Les rapports nationaux soumis à la Conférence des Parties présentent une situation complexe en Afrique : des lacunes dans les législations et politiques à l’échelle nationale, et des incohérences entre les cadres existants à l’échelle régionale. Des incohérences qui compromettent un développement efficace et harmonieux.«Pour y remédier, nous devons renforcer la coopération interrégionale, en tirant parti des expériences et des compétences partagées. Nous devons développer et adopter des approches communes en matière de gouvernance publique du sport, témoignant de notre détermination collective à cet égard. Nous devons analyser nos besoins pour réformer nos cadres de gouvernance du sport- au niveau domestique mais aussi au niveau mondial», a soutenu le Président de la COP9 .

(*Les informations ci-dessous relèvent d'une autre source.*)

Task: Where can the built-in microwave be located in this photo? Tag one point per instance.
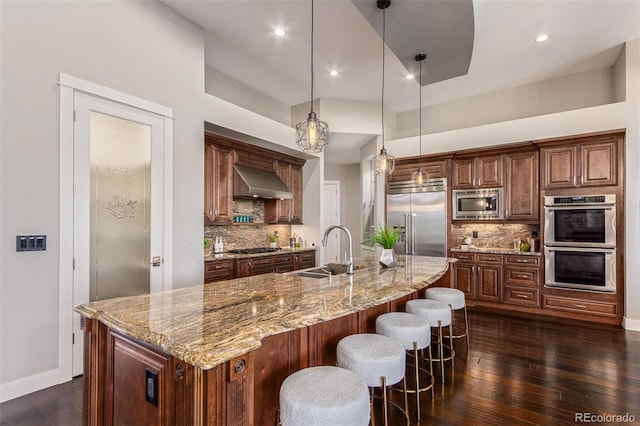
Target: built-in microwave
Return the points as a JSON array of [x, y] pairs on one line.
[[478, 204], [580, 268], [580, 221]]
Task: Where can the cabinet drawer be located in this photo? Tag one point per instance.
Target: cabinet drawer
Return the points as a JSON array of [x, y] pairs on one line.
[[215, 266], [523, 260], [581, 306], [489, 258], [524, 296], [522, 276], [470, 257]]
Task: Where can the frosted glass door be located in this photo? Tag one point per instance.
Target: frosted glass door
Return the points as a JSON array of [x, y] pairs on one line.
[[120, 159]]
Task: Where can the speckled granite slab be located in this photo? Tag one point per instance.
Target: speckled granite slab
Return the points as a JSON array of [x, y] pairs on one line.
[[210, 324]]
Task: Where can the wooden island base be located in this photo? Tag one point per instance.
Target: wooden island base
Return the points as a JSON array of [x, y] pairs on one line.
[[242, 391]]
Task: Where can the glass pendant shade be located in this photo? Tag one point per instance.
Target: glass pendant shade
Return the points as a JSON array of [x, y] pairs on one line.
[[383, 163], [419, 177], [312, 135]]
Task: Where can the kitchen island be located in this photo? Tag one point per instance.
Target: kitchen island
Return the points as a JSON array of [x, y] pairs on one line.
[[216, 354]]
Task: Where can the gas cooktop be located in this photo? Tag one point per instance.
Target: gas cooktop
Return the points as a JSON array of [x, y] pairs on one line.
[[253, 250]]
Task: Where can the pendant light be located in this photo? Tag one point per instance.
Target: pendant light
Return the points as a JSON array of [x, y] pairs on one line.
[[419, 177], [312, 135], [383, 163]]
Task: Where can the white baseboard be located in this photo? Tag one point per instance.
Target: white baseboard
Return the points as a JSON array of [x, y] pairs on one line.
[[631, 324], [28, 385]]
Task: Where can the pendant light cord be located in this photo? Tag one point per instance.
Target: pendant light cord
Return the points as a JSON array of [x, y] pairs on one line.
[[312, 55], [383, 49], [420, 116]]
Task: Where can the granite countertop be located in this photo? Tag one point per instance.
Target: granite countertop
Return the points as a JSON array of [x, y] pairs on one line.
[[207, 325], [495, 250], [227, 255]]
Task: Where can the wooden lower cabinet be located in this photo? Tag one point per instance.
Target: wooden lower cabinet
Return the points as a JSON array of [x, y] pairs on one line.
[[479, 276], [286, 262], [218, 270], [522, 280]]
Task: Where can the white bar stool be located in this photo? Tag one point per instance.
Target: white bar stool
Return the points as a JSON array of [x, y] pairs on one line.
[[439, 315], [380, 361], [454, 298], [414, 333], [319, 396]]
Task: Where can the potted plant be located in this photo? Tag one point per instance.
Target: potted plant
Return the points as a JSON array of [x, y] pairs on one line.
[[386, 237]]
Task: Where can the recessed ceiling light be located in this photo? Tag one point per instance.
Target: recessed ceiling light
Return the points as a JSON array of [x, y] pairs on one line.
[[542, 38]]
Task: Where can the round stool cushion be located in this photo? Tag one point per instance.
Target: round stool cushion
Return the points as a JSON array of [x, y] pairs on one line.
[[324, 395], [372, 356], [406, 328], [431, 310], [449, 296]]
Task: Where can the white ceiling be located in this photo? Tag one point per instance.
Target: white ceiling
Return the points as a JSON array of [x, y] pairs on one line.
[[585, 35]]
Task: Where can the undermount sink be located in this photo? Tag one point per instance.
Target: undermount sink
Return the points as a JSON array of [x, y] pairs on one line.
[[321, 271]]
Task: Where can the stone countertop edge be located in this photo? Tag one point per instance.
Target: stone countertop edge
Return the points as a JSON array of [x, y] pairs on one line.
[[283, 250], [495, 250], [210, 324]]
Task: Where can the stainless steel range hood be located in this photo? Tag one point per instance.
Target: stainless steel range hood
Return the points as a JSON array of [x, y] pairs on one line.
[[256, 183]]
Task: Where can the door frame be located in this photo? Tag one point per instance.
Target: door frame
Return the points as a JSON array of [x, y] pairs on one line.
[[68, 86]]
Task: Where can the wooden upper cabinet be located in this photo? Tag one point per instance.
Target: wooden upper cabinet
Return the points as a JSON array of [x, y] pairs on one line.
[[218, 184], [581, 162], [478, 172], [405, 167], [522, 189]]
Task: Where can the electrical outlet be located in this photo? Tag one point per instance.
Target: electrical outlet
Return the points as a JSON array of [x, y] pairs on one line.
[[31, 242]]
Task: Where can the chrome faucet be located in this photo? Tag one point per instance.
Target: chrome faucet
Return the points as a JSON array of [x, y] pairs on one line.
[[349, 262]]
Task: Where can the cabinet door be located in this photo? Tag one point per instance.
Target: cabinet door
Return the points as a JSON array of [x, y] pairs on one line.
[[296, 189], [559, 167], [463, 173], [489, 283], [464, 276], [489, 171], [599, 164], [218, 185], [243, 268], [522, 192]]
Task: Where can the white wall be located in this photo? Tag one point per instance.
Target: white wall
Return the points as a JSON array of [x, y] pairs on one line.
[[152, 53], [350, 202], [573, 92]]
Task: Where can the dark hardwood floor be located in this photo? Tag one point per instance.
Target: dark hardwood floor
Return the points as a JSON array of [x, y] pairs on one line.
[[518, 371]]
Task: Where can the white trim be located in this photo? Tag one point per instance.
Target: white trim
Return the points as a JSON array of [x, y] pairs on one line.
[[28, 385], [113, 95], [631, 324], [168, 204], [68, 86]]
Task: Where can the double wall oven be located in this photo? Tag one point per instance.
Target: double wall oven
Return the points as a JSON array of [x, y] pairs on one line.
[[580, 242]]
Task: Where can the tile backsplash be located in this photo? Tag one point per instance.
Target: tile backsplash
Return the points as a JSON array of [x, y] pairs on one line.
[[497, 235], [239, 236]]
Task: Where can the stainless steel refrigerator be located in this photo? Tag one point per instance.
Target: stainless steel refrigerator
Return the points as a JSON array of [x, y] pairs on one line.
[[419, 215]]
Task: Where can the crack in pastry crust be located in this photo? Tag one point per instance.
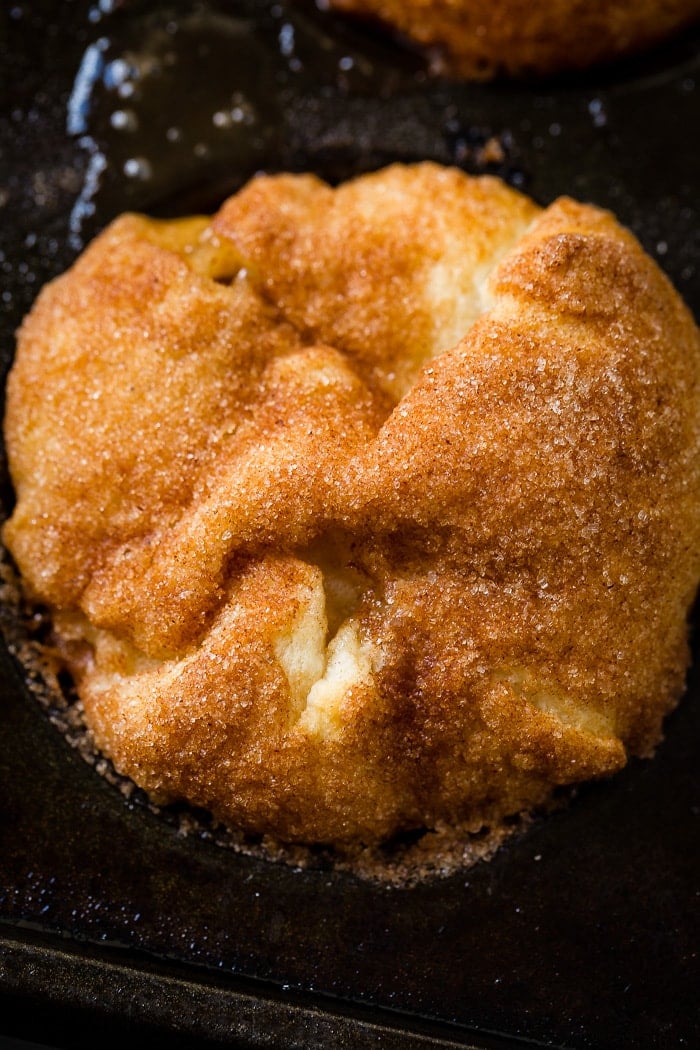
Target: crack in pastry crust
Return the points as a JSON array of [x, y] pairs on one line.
[[364, 509]]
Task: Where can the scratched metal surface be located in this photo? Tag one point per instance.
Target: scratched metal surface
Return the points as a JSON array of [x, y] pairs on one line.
[[581, 932]]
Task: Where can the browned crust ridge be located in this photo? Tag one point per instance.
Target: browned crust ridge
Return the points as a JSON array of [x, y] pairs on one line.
[[364, 509], [478, 39]]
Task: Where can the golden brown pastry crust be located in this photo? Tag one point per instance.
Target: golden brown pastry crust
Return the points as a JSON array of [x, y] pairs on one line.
[[363, 509], [476, 39]]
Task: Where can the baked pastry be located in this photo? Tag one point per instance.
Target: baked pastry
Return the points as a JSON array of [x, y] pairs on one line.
[[363, 509], [476, 39]]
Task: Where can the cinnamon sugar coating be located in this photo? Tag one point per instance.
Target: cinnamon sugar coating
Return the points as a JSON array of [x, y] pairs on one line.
[[364, 509], [476, 39]]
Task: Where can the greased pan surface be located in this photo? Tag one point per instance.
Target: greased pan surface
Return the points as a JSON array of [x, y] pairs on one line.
[[580, 932]]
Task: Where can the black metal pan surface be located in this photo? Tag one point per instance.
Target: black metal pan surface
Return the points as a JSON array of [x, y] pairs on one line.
[[582, 931]]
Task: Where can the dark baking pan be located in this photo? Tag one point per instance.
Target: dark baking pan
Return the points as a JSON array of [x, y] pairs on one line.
[[584, 929]]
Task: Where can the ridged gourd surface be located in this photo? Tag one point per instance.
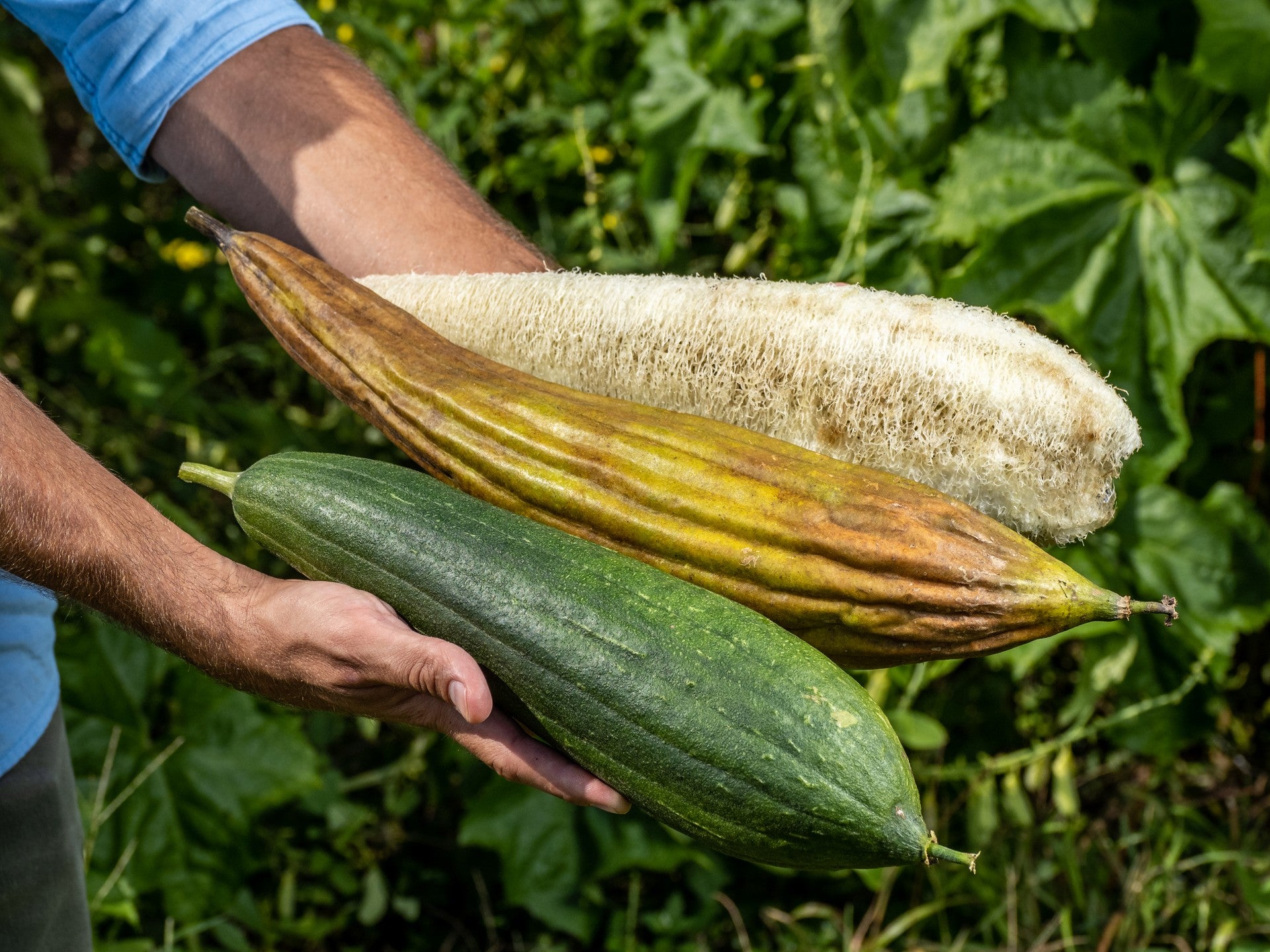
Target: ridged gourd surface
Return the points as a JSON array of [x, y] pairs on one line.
[[701, 711]]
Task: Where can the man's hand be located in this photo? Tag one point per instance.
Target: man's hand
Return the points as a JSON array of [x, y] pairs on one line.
[[70, 526], [318, 644]]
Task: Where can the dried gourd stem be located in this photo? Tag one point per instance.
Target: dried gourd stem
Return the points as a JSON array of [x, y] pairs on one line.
[[205, 223]]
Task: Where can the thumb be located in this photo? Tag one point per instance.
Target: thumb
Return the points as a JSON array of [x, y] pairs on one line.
[[435, 666]]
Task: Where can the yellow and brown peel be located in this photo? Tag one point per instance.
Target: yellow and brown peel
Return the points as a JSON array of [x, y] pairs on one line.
[[873, 569]]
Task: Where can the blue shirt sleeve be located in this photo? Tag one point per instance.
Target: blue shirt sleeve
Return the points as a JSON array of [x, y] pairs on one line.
[[131, 60]]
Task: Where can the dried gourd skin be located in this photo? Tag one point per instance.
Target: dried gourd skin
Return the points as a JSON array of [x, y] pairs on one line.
[[970, 403]]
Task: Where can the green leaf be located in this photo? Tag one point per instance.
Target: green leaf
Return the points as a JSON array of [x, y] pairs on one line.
[[675, 89], [982, 816], [22, 143], [1230, 51], [375, 898], [728, 125], [931, 31], [999, 179], [917, 731], [536, 840], [1213, 555]]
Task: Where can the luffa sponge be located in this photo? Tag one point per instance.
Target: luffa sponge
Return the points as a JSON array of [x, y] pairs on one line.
[[968, 401]]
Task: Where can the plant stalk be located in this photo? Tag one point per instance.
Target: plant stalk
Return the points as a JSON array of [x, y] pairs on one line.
[[210, 476]]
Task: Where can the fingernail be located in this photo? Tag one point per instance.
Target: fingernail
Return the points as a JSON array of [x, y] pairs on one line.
[[458, 692]]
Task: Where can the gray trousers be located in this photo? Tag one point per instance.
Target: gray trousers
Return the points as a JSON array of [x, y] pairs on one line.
[[44, 905]]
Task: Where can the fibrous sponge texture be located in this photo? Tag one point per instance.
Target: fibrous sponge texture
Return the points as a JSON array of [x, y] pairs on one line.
[[962, 399]]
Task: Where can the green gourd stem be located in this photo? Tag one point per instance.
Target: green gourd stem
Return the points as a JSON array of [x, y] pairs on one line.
[[713, 719], [1166, 606], [210, 476], [952, 856]]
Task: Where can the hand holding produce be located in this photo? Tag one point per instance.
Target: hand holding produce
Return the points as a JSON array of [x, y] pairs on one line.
[[323, 645], [873, 569], [702, 713]]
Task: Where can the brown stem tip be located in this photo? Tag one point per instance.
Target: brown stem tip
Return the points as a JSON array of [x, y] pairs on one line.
[[952, 856], [206, 225], [1166, 606]]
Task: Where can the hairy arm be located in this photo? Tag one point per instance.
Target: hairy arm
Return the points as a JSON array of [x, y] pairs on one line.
[[296, 139], [291, 138], [69, 524]]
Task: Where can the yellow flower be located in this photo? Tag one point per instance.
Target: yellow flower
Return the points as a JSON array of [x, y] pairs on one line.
[[186, 254]]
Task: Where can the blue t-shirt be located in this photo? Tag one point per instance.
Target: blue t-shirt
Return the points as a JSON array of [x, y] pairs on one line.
[[28, 674], [128, 61]]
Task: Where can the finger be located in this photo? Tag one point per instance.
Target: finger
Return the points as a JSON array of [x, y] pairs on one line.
[[433, 666], [515, 756]]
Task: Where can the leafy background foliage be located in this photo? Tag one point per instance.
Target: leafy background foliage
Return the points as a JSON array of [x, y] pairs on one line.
[[1097, 168]]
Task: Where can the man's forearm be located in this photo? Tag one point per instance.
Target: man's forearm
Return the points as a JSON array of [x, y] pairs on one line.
[[296, 139], [66, 524]]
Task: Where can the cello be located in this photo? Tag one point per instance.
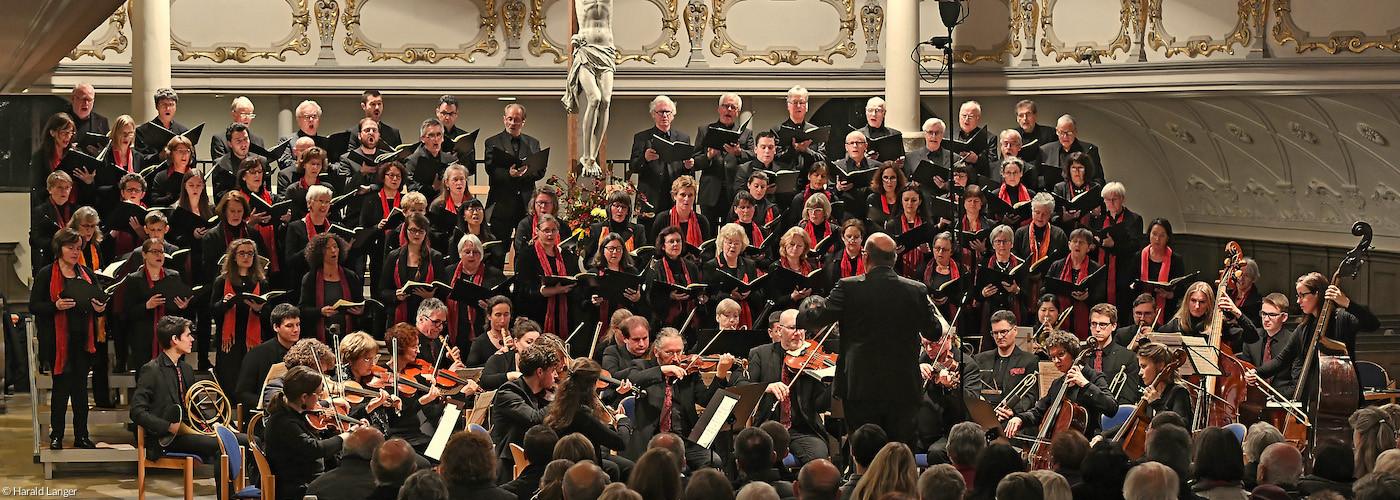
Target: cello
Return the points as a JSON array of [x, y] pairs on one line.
[[1327, 387], [1133, 434]]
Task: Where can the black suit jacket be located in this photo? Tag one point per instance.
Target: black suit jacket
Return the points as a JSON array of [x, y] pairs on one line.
[[882, 317], [508, 198], [809, 395], [1004, 376], [654, 177]]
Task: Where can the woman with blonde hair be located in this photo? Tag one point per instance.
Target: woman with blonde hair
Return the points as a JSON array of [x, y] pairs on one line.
[[893, 469]]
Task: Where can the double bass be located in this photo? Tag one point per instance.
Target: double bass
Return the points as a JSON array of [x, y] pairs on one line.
[[1327, 385]]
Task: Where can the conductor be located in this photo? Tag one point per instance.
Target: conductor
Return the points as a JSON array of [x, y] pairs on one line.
[[881, 317]]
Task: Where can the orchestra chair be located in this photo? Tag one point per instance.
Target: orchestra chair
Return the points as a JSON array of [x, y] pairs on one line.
[[265, 479], [1374, 378], [521, 462], [1117, 419], [167, 461], [231, 461]]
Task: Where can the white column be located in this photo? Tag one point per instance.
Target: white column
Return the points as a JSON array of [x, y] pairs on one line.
[[900, 72], [150, 55]]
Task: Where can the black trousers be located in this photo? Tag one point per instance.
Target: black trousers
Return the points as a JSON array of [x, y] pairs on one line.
[[895, 418], [70, 387]]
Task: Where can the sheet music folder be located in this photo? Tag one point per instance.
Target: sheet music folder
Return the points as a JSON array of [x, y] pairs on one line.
[[728, 409], [1199, 350]]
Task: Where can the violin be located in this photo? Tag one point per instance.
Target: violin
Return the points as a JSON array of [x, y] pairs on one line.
[[809, 356], [1133, 434]]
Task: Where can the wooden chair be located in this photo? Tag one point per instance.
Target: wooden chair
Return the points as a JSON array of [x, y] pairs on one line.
[[168, 461], [265, 479]]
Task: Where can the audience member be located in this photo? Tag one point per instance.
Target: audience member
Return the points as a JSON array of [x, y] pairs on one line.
[[941, 482], [892, 469], [1151, 481], [469, 468]]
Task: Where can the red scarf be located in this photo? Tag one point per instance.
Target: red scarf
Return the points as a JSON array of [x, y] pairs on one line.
[[1112, 261], [454, 308], [1081, 314], [158, 311], [692, 226], [676, 307], [321, 299], [268, 233], [913, 257], [60, 318], [401, 313], [1162, 273], [556, 311], [846, 265], [252, 327]]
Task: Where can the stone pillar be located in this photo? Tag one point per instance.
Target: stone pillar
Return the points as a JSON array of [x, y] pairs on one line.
[[900, 72], [150, 55]]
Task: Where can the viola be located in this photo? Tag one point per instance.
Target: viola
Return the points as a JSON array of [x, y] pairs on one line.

«Saisissons ce moment pour réaffirmer notre engagement en faveur des valeurs, de l’éthique et de l’intégrité du sport. Travaillons ensemble pour que la jeunesse africaine ait l’opportunité de prospérer dans un environnement qui célèbre l’équité, l’inclusivité et l’excellence. Continuons à renforcer nos partenariats, à la fois au sein du continent et à l’échelle mondiale, pour exploiter pleinement le potentiel du sport au profit de tous », a-t-il invité ses pairs. Une importante résolution a été prise à la fin des travaux autour de 7 recommandations qui doivent constituer des baromètres pour les ministres membres dans leur mission de tous les jours.
«Nous avons été honorés par le président de la Gambie son Excellence Adama Barrow qui vient de recevoir l’ensemble des ministres qui ont participé à cette réunion ministérielle intergouvernementale. Une réunion qui s’est tenue à Banjul et qui revêt un caractère extrêmement important. Parce qu’aujourd’hui la déclaration qui a été sortie montre que les Africains devraient s’engager davantage pour accompagner la pratique d’un sport propre », le président de la COP9, et ancien ministre des sports du Sénégal Matar Bâ était tout réjoui à la fin des travaux de la Conférence intergouvernemental des ministres des sports de la COP9.